Chemical inputs into oil basin modeling
Peter MeuLBroek, MSC
Sedimentary basins represent an exciting new area of application for modeling techniques developed and applied at the MSC. The MSC has recently been funded by the Department of Energy, in conjunction with Cornell University and GeoGroup, Inc., to develop a public domain two-dimensional basin model. Basin modeling attempts to reconstruct the thermal, pressure, fluid-flow, and fluid compositional history of a sedimentary basin using a combination of seismic and oil-well data. The models are utilized in a variety of academic and industrial settings, most notably in hydrocarbon exploration and exploitation.
The current state-of-the-art in basin modeling involves two-dimensional modeling of the physical state of the basin. Modeled parameters include temperature history, tectonic history, and sedimentation history. Less well-developed are models of pressure history, salt and shale redistribution, and fluid chemistry.

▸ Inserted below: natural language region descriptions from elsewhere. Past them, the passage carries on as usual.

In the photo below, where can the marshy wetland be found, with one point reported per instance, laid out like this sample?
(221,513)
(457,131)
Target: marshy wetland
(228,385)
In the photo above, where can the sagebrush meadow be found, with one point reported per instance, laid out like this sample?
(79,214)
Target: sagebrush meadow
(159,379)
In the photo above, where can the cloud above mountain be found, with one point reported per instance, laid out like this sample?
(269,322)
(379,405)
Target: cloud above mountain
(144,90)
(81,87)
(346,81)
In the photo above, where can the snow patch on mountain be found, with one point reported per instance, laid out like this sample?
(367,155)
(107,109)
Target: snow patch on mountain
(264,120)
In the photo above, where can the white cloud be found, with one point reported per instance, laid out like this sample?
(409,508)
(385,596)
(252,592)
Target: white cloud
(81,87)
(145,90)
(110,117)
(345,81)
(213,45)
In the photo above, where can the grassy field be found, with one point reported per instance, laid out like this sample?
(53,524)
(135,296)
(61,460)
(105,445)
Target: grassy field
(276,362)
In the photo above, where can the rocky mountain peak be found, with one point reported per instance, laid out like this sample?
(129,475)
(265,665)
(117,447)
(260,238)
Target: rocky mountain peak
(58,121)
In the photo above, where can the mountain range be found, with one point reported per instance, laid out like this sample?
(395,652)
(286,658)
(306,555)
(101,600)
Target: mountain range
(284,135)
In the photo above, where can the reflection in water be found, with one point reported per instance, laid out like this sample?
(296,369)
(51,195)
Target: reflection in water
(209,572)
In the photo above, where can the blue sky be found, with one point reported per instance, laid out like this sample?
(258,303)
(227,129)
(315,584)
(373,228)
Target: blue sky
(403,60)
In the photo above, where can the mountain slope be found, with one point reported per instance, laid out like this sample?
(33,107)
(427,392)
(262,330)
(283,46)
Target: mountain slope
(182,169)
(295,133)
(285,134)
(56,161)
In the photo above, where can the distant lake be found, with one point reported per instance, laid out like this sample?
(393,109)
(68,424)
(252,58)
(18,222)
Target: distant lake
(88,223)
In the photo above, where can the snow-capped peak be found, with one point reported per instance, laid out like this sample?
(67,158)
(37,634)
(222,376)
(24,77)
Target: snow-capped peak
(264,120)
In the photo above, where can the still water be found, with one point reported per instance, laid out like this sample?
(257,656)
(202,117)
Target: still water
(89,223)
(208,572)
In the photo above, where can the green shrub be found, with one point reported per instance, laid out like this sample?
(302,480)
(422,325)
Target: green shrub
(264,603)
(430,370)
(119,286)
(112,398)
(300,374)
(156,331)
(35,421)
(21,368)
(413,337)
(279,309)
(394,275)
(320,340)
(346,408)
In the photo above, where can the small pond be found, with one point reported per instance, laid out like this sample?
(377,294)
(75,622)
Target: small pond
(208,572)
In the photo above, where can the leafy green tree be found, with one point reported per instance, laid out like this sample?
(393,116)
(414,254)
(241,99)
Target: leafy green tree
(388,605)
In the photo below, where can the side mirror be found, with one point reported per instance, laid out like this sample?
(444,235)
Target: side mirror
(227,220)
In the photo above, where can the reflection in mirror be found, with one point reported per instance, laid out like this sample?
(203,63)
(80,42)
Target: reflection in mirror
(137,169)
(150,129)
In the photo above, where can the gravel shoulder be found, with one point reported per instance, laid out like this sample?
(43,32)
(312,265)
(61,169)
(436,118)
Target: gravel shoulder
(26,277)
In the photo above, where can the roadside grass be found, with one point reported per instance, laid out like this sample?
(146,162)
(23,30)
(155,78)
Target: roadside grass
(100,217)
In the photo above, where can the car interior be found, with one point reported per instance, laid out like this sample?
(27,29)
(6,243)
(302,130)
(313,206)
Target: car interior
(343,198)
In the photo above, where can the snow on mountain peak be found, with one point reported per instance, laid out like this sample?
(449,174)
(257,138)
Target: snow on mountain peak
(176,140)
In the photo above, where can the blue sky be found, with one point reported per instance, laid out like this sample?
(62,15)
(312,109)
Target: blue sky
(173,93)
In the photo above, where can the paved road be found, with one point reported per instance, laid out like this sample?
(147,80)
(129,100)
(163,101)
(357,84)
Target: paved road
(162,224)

The MSC contribution to the modeling project has particular emphasis on the modeling of hydrocarbon fluid chemistry through a variety of pressure and temperature regimes, and as thermal stress causes a breakdown of oil components to more stable products. An accurate modeling of the chemistry of hydrocarbon fluids can act as an important calibration parameter for the basin model. Furthermore, since the chemistry and phase state of hydrocarbons can have an impact on the economics of hydrocarbon production, accurate modeling of hydrocarbon chemistry can aid in risk management and exploration decision-making.
My current work at the MSC is aimed at developing and deploying tools to model the chemistry of hydrocarbon fluids. In engineering fluid flow problems such as reservoir management, the accepted toolkit includes equations of state and fluid phase equilibria models. These tools require some modification before they can be deployed in a basin model, as the problem constraints are somewhat different than those faced by the petroleum or refinery engineer. Most notably, the pressure-temperature conditions deep within a basin are quite different than those of the hydrocarbon reservoir, and the flow system is open, rather than closed. My current work includes deployment of new equations of state, implementation of lumping schemes to divide an oil of uncertain composition into manageable fractions, and porting these models to the Windows NT environment. Future applications of the work can be expected in both upstream (exploration and exploitation) and downstream (refinery) problems. With some adaptation, these models can address more surficial problems such as multiphase pollution flow in groundwater.
Support for this project is gratefully acknowledged from the Department of Energy National Petroleum Technology Fund.